Well, that was certainly a disappointment to all of the labels we’ve been on [Laughs]. It’s interesting though, because with the advent of “emo nostalgia” and “emo nights” where everybody goes to make out and hang out and listen to music, I really did think like “Oh, another five years and the only song anybody’s going to know from us is ‘Understanding in a Car Crash’ from being played at emo nights.” I just kind of waited for us to play shows where that was the only song people knew, but it’s never really happened for us. People know everything. If you like Thursday, there’s nothing else really like it. We’ve got our own quirks that make it different enough.
One of those differences is that your lyrics aren’t just about a breakup or something, but a lot of them are very literary in a sense. Even though you’re decades removed from Full Collapse and some of the other early songs, do you think they still resonate with people because of that?

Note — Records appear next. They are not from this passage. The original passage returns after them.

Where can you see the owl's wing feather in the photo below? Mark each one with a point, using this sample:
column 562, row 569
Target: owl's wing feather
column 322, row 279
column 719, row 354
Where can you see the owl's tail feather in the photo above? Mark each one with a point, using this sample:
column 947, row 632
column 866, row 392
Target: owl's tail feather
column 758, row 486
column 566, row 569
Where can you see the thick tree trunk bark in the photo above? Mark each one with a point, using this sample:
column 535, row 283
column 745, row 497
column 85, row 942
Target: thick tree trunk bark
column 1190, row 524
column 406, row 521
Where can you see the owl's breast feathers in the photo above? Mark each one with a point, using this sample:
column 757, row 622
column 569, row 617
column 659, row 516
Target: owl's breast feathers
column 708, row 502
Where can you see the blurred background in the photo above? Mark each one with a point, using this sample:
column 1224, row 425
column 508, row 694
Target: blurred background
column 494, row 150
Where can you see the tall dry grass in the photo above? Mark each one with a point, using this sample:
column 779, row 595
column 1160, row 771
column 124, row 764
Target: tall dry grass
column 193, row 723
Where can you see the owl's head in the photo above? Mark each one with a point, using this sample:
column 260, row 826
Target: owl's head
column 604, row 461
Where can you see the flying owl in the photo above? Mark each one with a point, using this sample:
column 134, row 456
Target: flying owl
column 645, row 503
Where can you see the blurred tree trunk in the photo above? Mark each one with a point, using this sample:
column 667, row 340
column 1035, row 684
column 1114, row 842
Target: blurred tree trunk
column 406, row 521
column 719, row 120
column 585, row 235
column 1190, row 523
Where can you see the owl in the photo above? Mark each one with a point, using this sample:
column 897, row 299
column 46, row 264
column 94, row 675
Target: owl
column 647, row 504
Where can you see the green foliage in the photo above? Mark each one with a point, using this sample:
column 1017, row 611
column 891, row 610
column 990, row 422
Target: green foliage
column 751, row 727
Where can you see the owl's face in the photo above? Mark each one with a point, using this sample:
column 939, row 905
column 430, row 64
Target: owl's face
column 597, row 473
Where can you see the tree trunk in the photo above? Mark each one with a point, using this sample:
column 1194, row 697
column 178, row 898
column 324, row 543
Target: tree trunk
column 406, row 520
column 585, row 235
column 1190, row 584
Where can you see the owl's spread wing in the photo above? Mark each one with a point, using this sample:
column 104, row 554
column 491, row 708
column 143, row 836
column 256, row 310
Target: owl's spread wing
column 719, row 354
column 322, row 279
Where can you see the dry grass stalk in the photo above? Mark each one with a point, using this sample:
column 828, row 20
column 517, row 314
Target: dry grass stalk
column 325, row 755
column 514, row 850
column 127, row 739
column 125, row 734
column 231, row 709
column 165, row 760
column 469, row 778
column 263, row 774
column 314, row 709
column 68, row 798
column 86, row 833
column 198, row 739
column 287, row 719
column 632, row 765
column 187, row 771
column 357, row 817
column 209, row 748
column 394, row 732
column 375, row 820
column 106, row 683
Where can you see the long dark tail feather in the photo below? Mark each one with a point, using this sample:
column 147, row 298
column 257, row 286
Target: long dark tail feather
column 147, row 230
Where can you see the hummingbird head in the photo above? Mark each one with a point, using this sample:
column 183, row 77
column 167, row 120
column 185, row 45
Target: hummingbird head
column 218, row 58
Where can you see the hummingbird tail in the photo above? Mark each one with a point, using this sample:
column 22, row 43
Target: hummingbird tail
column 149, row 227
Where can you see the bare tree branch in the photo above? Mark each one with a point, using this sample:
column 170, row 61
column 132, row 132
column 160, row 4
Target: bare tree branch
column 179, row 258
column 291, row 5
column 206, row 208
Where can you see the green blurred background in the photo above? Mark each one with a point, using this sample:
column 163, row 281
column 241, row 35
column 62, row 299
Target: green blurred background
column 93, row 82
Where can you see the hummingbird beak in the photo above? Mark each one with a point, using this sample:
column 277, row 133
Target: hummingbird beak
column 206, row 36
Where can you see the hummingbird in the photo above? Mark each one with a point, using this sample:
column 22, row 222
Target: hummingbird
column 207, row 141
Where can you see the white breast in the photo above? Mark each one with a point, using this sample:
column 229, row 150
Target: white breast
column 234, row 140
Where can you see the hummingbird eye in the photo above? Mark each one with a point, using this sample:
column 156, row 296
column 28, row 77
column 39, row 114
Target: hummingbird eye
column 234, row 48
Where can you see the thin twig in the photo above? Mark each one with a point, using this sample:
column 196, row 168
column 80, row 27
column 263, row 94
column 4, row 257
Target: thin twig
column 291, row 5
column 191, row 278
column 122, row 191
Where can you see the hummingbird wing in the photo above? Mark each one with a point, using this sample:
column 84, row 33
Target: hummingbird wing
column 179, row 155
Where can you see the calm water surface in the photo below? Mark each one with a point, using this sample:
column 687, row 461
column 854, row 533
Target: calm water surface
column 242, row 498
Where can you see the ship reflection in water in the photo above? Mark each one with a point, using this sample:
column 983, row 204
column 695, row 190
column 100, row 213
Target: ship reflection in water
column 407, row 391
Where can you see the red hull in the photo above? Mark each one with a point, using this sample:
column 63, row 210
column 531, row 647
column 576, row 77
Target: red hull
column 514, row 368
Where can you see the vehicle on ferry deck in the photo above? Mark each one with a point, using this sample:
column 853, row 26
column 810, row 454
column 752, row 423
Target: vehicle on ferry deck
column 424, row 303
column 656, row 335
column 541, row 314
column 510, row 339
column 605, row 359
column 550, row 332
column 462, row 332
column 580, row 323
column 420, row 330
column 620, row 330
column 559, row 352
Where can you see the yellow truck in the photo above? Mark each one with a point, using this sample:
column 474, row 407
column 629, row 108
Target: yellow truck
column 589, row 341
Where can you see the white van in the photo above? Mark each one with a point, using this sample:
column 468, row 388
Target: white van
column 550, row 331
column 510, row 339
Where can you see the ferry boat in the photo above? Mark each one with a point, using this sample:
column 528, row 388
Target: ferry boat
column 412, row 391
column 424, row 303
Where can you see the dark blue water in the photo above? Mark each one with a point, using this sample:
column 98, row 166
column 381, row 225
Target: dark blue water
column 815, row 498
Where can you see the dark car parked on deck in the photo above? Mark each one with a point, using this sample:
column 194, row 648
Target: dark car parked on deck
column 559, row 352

I feel very lucky that most of the songs seem to hold up, and I think they’re quite different from just about anything that’s out there — mostly because I think that they’re really tied to a time and place. War All the Time is such a 2003, post-9/11, “We’re about to go to war forever” record. Even a band that has the same inclinations as Thursday, the same desires for their lyrics, and an attachment to post-modernism or whatever, it’s specific things that make Thursday Thursday. If you make that record now, you’d have to tie it to the current place and time the way we did. You can’t just recreate that, because it was a product of its time. It’s the same way that nobody’s going to make One Beat by Sleater-Kinney now. It’s just too specific.
A big part for me lyrically is that when I was a kid growing up in the New York/New Jersey area in the ‘90s, hip hop was massive. All the first records I bought were hip-hop records, and I was really attached to Nas. I remember him talking about how you can’t reach for the universe like U2, you have to go for the cigar burning on the windowsill. The small detail that tells the story is what you have to focus on. That was just a really important note for me. There’s no confusing my lyrics for a hip-hop writer. I don’t have the same kinds of ideas or the same kinds of life experience or the same kinds of musicality, but I think having learned from a lot of those writers was tremendously helpful for me.
Then when we signed to a major label, everyone was like “You’re from New Jersey, so clearly it’s Bruce Springsteen.” But I didn’t even listen to Bruce Springsteen until our A&R guy gave me his lyric book. That was really the first time I started investing, and I was like “Oh yeah, he is an amazing writer. I totally could’ve been influenced by Bruce.” Now, I love Bruce — like the deep cuts of Bruce — but that wasn’t something that influenced me at all growing up.